Pendant des années, Ripple et le XRP ont fait face à une hostilité qui dépassait le scepticisme habituel du marché. Des poursuites judiciaires, des pressions réglementaires et une vague incessante de sentiments négatifs ont suivi l'entreprise à presque chaque étape avant qu'elle n'aboutisse finalement à un règlement juridique avec la SEC américaine en 2025. Lors d'une récente conférence sur le XRP à Sydney, en Australie, les principaux dirigeants de Ripple se sont exprimés ouvertement sur ce qu'ils pensent désormais se tramait dans les coulisses du précédent renforcement de la surveillance réglementaire.
Le PDG de Ripple affirme qu'ils avaient peur du XRP
L'analyste crypto X Finance Bull a partagé des mises à jour récentes concernant la répression du XRP et de Ripple suite à son procès avec la SEC. Dans un post sur X, il a présenté une vidéo dans laquelle le PDG de Ripple, Brad Garlinghouse, parle des défis auxquels l'entreprise a été confrontée durant les premiers jours du XRP. Lors de la conférence, il a déclaré aux participants que le jeton n'avait pas été pris pour cible parce qu'il était faible, mais en raison de la force de sa technologie sous-jacente.
Garlinghouse a déclaré "ils avaient peur de nous", en parlant des "forces" qui ont œuvé contre Ripple et le XRP au fil des ans. Il a soutenu que la technologie derrière le projet était en avance sur son temps et représentait une menace pour les systèmes financiers existants. En conséquence, cette menace a déclenché une vague d'opposition soutenue contre Ripple et le XRP, limitant leur croissance.

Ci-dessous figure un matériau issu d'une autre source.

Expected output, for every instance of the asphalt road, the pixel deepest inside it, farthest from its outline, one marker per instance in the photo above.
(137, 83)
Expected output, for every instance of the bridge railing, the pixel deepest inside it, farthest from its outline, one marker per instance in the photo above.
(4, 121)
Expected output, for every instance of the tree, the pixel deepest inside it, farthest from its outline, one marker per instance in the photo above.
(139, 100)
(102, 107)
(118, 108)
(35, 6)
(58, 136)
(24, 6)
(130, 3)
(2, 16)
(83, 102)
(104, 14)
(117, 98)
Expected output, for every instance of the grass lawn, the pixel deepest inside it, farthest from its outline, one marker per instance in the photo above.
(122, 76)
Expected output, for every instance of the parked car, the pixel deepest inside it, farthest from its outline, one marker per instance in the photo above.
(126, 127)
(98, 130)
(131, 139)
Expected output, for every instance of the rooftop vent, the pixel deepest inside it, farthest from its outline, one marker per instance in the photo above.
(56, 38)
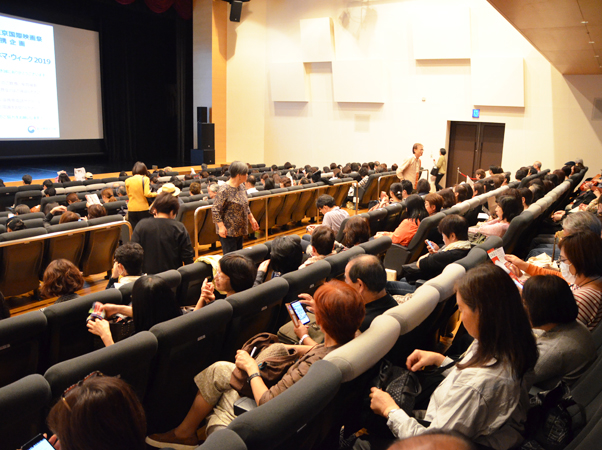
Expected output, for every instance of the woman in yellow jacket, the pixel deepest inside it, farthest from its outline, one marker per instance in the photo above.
(138, 190)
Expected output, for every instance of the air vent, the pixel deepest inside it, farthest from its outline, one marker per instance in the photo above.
(597, 112)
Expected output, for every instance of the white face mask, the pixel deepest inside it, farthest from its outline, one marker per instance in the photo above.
(566, 273)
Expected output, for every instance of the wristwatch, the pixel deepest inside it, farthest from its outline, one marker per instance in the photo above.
(391, 412)
(256, 374)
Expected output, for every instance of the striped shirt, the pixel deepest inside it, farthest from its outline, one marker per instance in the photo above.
(589, 301)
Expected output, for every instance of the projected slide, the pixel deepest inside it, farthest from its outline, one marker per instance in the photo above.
(28, 93)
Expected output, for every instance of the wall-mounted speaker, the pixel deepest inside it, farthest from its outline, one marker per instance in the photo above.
(235, 10)
(206, 136)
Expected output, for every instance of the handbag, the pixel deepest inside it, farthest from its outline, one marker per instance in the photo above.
(400, 383)
(273, 359)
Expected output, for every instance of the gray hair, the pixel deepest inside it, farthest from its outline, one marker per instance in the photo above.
(238, 168)
(582, 221)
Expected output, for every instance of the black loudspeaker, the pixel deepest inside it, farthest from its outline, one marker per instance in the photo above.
(202, 114)
(235, 10)
(206, 136)
(209, 156)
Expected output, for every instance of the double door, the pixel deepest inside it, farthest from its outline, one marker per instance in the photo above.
(472, 146)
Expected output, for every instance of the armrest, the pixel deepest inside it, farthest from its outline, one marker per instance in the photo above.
(396, 257)
(244, 404)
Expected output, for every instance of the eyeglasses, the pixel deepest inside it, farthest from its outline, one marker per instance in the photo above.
(94, 374)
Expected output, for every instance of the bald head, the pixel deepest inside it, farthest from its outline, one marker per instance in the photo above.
(434, 442)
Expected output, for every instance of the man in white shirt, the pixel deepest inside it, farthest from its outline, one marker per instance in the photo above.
(410, 168)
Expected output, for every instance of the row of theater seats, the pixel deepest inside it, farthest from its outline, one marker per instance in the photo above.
(90, 245)
(159, 364)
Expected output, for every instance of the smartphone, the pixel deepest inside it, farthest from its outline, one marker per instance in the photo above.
(96, 312)
(38, 443)
(297, 313)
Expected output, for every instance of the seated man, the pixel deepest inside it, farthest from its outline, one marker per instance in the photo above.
(454, 229)
(333, 215)
(165, 241)
(128, 265)
(368, 277)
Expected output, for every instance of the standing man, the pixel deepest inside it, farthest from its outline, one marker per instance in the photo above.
(410, 168)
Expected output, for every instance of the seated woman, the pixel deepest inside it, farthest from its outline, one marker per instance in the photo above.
(339, 311)
(153, 302)
(508, 207)
(286, 256)
(356, 231)
(566, 347)
(581, 268)
(415, 212)
(75, 420)
(454, 230)
(484, 397)
(322, 243)
(61, 279)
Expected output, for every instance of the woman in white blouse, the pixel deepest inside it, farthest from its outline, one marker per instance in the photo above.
(484, 396)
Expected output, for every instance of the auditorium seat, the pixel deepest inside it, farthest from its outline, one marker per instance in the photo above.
(66, 335)
(192, 279)
(20, 341)
(68, 246)
(257, 253)
(20, 263)
(100, 247)
(339, 261)
(29, 198)
(130, 358)
(23, 408)
(186, 345)
(377, 246)
(224, 439)
(255, 311)
(398, 255)
(7, 197)
(283, 421)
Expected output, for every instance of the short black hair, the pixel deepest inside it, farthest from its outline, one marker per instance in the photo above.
(549, 299)
(456, 224)
(370, 270)
(406, 185)
(165, 203)
(286, 254)
(325, 200)
(322, 240)
(240, 269)
(15, 224)
(131, 257)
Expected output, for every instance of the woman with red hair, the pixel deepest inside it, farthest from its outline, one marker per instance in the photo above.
(339, 311)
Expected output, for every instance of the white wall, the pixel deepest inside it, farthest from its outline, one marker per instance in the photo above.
(421, 96)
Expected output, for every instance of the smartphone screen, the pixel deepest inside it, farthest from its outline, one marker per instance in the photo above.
(38, 443)
(298, 308)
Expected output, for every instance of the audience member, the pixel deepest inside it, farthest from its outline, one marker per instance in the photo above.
(110, 401)
(153, 302)
(165, 241)
(127, 267)
(566, 347)
(61, 279)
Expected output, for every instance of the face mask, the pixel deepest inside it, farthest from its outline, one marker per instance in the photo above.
(566, 273)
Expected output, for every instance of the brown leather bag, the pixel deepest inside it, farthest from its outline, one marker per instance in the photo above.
(273, 360)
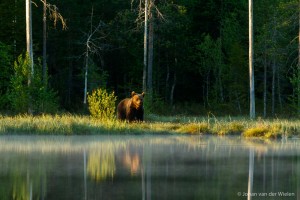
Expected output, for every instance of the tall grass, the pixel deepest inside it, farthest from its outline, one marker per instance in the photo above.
(67, 124)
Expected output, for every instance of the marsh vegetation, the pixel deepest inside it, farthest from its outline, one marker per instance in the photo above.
(67, 124)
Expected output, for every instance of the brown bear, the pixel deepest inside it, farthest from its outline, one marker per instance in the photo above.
(131, 109)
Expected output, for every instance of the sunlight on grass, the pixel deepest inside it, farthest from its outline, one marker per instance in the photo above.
(68, 124)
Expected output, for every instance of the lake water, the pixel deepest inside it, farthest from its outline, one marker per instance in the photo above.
(148, 167)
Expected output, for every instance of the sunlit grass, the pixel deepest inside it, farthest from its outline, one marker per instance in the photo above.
(68, 124)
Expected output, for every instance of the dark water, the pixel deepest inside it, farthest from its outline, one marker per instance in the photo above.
(148, 167)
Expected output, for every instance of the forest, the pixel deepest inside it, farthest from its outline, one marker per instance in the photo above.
(196, 58)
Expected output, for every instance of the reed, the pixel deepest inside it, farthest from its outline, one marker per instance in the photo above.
(67, 124)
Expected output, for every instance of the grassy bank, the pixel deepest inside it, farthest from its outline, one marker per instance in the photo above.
(85, 125)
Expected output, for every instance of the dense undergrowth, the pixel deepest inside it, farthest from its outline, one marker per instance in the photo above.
(67, 124)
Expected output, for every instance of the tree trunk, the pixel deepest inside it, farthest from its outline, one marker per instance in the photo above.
(251, 67)
(167, 82)
(273, 85)
(45, 44)
(265, 86)
(29, 50)
(279, 89)
(298, 85)
(29, 38)
(150, 59)
(145, 47)
(172, 90)
(85, 76)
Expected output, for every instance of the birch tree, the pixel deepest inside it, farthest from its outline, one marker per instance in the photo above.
(251, 67)
(92, 46)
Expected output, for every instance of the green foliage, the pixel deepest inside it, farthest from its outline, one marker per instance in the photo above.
(6, 72)
(295, 81)
(102, 104)
(35, 96)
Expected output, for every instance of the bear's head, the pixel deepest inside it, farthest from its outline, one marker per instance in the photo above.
(137, 99)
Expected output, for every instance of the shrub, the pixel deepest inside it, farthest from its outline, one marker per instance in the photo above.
(102, 104)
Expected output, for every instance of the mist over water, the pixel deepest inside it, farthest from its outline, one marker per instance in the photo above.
(148, 167)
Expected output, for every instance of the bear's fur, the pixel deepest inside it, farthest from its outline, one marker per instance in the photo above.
(131, 109)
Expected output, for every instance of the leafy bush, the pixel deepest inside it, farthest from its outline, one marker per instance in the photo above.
(102, 104)
(6, 61)
(36, 96)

Intervenant également à la conférence, Monica Long, Présidente de Ripple, a rappelé que l'atmosphère entourant la société crypto avait été visiblement inconfortable au début. Elle a décrit une période marquée par une hostilité intense envers Ripple qui semblait déconnectée de tout tort que l'entreprise aurait pu commettre. Elle a noté que ce qui rendait la situation plus difficile à accepter était que la source de cette négativité n'était jamais claire.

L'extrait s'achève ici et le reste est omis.